An independent U. S. rating agency has warned investors about the dangers of Tether, saying it lacks transparency, and casting doubt if the company’s USDT tokens are fully backed by the U. S. dollar.
Tether is the third-largest cryptocurrency by trading volume, behind Bitcoin and Ethereum.
In a blog post published on the Weiss Ratings website, analyst Juan M. Villaverde highlights common fears about the softcoin that claims to be fully covered by U.S. dollar reserves.
“The big issue: There’s never been an audit, and the folks behind Tether has been quite shady when asked.

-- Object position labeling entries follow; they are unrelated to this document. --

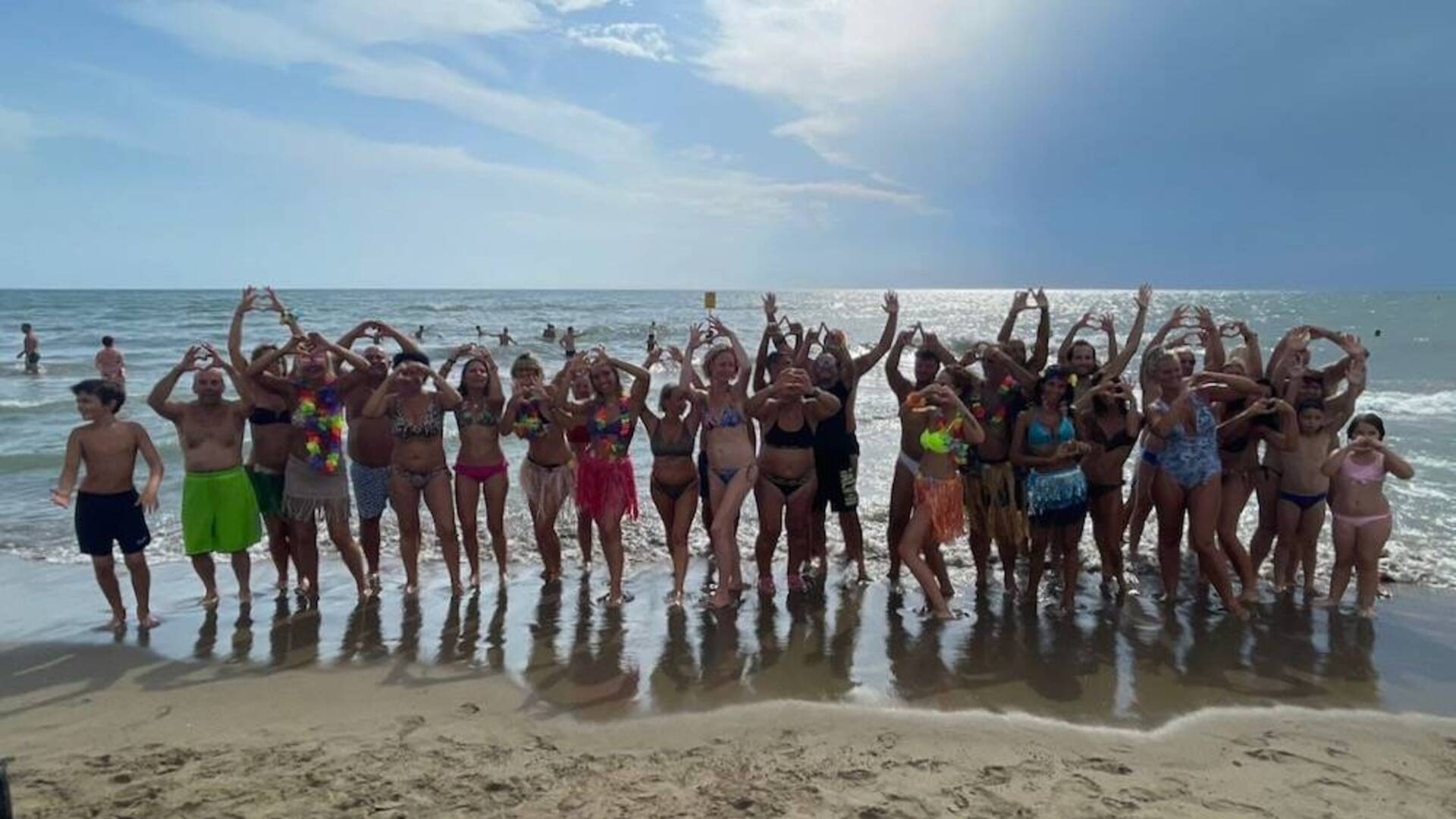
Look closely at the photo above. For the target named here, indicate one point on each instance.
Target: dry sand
(120, 732)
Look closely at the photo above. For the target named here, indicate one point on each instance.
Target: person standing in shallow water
(111, 365)
(30, 350)
(370, 445)
(108, 509)
(836, 447)
(315, 480)
(271, 431)
(481, 466)
(606, 483)
(419, 468)
(218, 507)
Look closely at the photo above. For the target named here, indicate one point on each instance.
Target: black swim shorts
(105, 519)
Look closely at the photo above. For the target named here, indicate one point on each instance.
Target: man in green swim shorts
(218, 507)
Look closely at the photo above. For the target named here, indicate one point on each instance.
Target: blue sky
(727, 143)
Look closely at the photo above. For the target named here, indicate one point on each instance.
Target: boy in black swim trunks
(108, 509)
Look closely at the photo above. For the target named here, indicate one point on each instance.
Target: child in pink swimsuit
(1360, 510)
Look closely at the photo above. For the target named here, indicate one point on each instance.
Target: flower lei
(530, 423)
(322, 425)
(620, 436)
(999, 414)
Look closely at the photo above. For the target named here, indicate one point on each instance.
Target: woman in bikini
(1292, 354)
(1188, 479)
(419, 466)
(1360, 510)
(938, 515)
(1152, 447)
(674, 474)
(271, 428)
(1110, 417)
(548, 474)
(481, 466)
(1244, 423)
(1049, 445)
(606, 482)
(728, 442)
(580, 439)
(786, 410)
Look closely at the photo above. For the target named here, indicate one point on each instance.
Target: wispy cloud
(645, 41)
(17, 129)
(226, 31)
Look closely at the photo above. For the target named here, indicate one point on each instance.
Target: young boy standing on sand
(108, 509)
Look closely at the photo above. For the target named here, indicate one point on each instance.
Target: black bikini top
(801, 438)
(265, 417)
(1116, 441)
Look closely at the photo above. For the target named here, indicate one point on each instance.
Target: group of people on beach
(998, 444)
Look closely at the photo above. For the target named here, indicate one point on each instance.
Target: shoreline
(364, 742)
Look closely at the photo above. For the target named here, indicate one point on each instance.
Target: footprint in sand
(410, 725)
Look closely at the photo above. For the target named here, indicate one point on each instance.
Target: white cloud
(708, 153)
(645, 41)
(819, 133)
(17, 129)
(220, 30)
(842, 60)
(568, 6)
(395, 20)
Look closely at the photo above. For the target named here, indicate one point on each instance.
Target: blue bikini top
(1037, 433)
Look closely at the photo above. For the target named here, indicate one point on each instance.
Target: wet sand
(544, 701)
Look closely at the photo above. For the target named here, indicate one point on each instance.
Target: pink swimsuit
(1362, 474)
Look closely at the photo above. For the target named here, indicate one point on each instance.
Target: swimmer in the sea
(108, 509)
(30, 350)
(1362, 513)
(109, 362)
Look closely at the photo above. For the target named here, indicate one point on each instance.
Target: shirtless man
(218, 507)
(568, 341)
(836, 447)
(109, 510)
(30, 350)
(928, 360)
(993, 490)
(111, 363)
(370, 444)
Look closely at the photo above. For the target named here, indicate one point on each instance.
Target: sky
(727, 143)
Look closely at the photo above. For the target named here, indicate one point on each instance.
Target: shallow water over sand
(1125, 665)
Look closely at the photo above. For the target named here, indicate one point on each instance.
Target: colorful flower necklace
(321, 416)
(530, 423)
(998, 417)
(612, 430)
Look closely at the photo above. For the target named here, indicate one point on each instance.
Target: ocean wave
(1411, 404)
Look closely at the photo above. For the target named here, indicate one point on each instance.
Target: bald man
(218, 507)
(370, 442)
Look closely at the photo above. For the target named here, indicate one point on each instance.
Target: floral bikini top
(946, 439)
(472, 416)
(610, 428)
(530, 423)
(428, 428)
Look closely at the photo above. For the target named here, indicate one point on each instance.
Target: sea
(1413, 385)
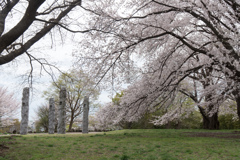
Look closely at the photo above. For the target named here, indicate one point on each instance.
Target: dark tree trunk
(237, 98)
(209, 122)
(71, 122)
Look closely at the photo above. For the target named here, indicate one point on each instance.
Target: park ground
(149, 144)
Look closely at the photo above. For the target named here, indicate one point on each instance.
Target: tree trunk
(71, 123)
(237, 98)
(209, 122)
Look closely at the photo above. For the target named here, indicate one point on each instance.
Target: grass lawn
(124, 144)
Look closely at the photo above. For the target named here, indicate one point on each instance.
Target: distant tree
(170, 36)
(23, 23)
(42, 118)
(9, 107)
(78, 85)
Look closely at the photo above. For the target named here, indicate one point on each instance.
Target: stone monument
(24, 111)
(51, 116)
(62, 111)
(85, 114)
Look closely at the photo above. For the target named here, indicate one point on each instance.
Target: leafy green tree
(78, 85)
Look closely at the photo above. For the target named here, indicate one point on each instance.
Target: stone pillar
(25, 111)
(62, 111)
(51, 116)
(85, 114)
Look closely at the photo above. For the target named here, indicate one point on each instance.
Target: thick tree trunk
(209, 122)
(237, 98)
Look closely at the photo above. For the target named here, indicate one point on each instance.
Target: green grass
(122, 145)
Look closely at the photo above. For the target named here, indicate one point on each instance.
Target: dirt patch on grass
(234, 134)
(5, 141)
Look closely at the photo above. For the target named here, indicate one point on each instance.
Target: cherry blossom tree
(9, 107)
(168, 36)
(78, 84)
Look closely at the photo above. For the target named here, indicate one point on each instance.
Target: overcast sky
(12, 76)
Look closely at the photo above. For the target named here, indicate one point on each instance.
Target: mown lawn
(125, 144)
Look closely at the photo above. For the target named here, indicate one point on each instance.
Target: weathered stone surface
(62, 111)
(25, 111)
(51, 116)
(85, 114)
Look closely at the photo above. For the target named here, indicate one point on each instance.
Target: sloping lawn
(124, 144)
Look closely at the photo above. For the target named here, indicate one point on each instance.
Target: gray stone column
(62, 111)
(25, 111)
(85, 114)
(51, 116)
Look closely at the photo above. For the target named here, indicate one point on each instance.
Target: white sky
(11, 77)
(60, 55)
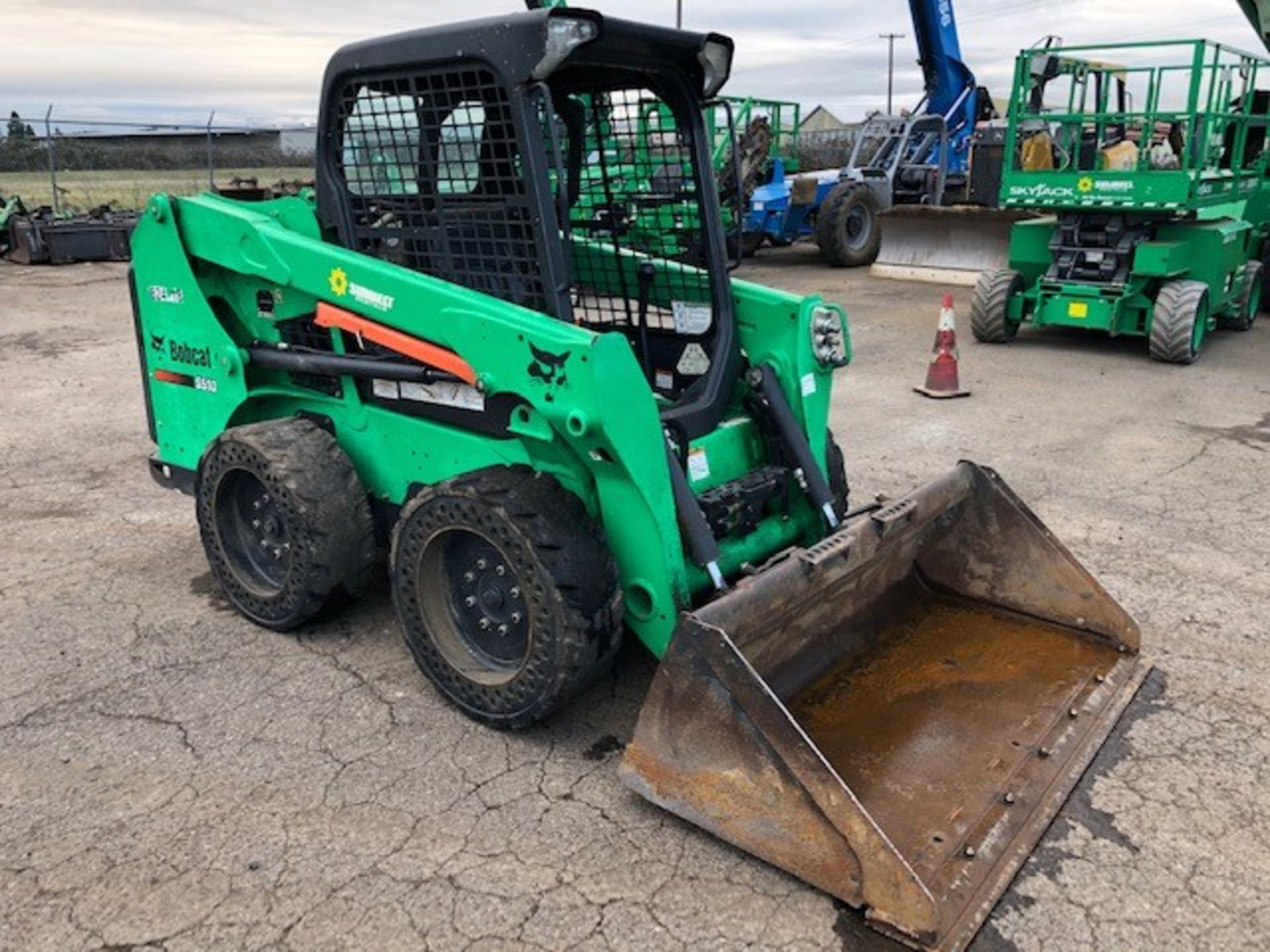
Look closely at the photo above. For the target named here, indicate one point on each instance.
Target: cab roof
(515, 45)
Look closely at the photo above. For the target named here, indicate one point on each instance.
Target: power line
(890, 67)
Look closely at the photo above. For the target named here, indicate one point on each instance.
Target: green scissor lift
(1152, 160)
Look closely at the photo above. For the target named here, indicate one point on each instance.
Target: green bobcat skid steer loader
(560, 438)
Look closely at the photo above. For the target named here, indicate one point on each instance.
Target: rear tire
(847, 226)
(1250, 299)
(1179, 321)
(285, 521)
(990, 306)
(507, 594)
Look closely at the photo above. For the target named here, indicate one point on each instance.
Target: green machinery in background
(1152, 160)
(747, 136)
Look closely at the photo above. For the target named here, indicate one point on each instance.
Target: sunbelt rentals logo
(342, 286)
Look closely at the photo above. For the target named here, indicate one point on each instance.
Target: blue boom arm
(951, 85)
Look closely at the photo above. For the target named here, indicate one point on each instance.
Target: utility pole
(890, 66)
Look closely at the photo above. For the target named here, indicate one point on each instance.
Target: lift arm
(952, 89)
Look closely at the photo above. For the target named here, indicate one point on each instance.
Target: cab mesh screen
(432, 171)
(634, 201)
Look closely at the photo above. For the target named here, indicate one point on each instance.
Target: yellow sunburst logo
(338, 282)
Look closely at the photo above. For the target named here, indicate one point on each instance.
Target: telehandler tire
(990, 306)
(847, 226)
(1179, 321)
(1251, 282)
(507, 594)
(285, 521)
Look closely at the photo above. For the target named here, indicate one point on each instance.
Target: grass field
(126, 188)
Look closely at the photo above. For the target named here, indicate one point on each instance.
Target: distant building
(291, 141)
(821, 120)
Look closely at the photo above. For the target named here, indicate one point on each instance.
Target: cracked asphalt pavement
(173, 777)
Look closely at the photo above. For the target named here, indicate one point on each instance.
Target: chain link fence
(826, 149)
(78, 164)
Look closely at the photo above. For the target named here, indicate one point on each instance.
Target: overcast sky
(261, 61)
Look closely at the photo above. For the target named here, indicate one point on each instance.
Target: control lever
(647, 272)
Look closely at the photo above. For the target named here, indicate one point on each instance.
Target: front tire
(1251, 282)
(285, 521)
(507, 594)
(990, 306)
(847, 226)
(1179, 321)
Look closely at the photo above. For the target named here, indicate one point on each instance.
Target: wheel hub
(487, 606)
(253, 532)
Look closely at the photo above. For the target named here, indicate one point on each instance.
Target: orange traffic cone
(941, 377)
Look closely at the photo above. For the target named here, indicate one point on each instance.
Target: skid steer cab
(501, 343)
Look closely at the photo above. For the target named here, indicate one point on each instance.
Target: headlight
(828, 342)
(715, 59)
(564, 36)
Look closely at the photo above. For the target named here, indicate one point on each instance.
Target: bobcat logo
(549, 367)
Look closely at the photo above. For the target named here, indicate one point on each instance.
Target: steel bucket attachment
(945, 244)
(896, 715)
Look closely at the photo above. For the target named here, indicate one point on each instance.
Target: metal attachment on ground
(941, 376)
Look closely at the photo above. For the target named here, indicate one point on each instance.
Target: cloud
(163, 60)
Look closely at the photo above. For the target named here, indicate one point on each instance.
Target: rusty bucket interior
(898, 714)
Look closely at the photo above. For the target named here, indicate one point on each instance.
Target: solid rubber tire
(323, 504)
(562, 563)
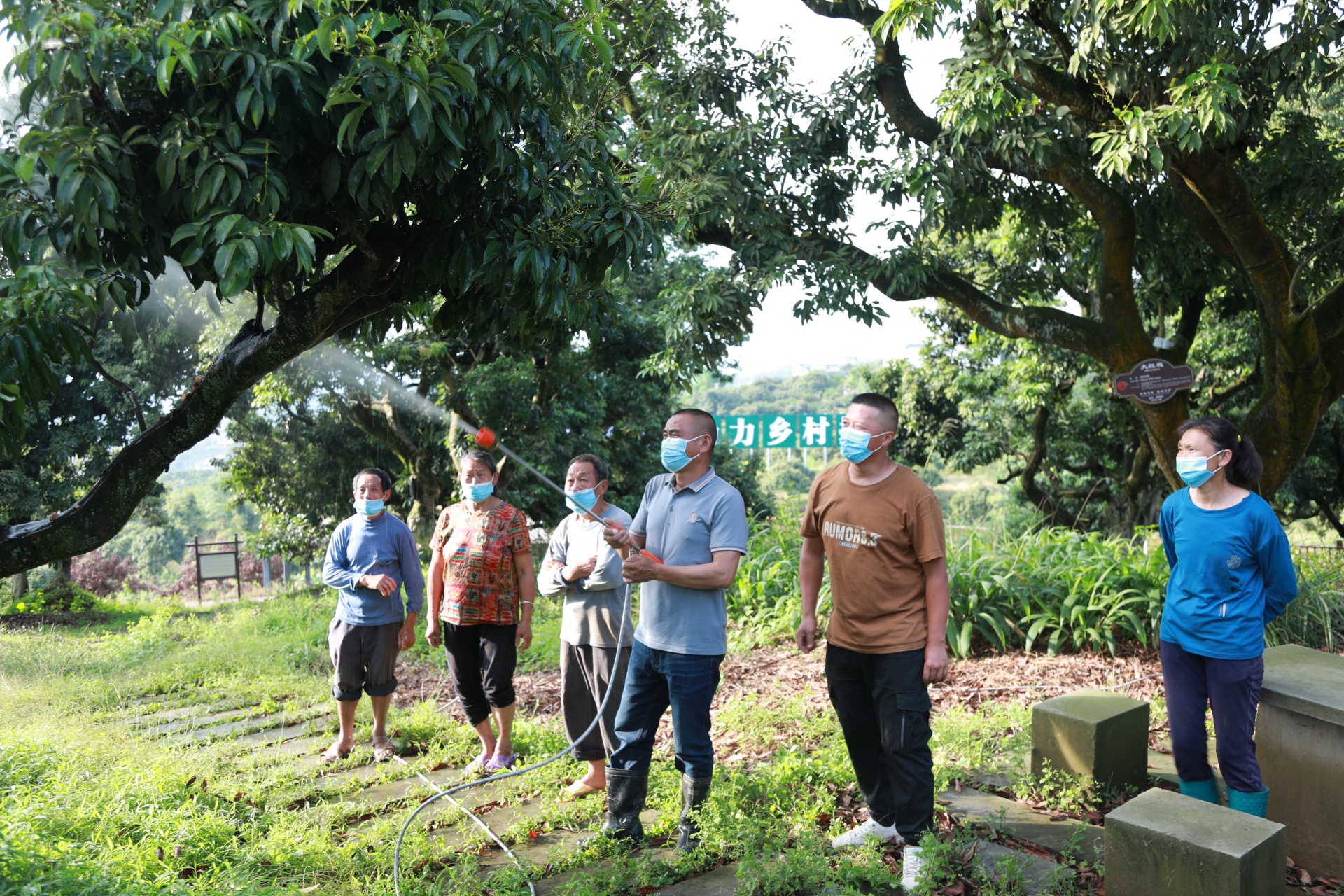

They have continuously claimed their tokens are backed 100% by actual dollars, yet they have failed to present any evidence to support this claim.”
There is apparent consensus on social media that Tether is running a fractional reserve system, according to Weiss Ratings.
It cites observers’ claim that they do not have the dollars to back up all those Tether coins.
Tether has been at the center of controversy recently after Bitfinex and Tether announced that they are severing the relationship between them, and their auditor, Friedman LLP.
Bitfinex, one of the largest crypto exchanges, was Tether’s “sponsor.”
The decision raised fresh warning signs about the company’s finances and whether it had enough reserves on its balance sheet.
Tether is the only cryptocurrency with trading volume that regularly exceeds that of its market cap – one of the main sources of liquidity in the cryptomarkets.
Weiss Ratings points to a possibility that if a major government determines that cryptocurrencies like Tether are being used by exchanges to avoid regulations, and this large source of liquidity suddenly evaporates, it could cause exchange failures. “It could drive investors to liquidate their positions, causing sharp declines in market prices.”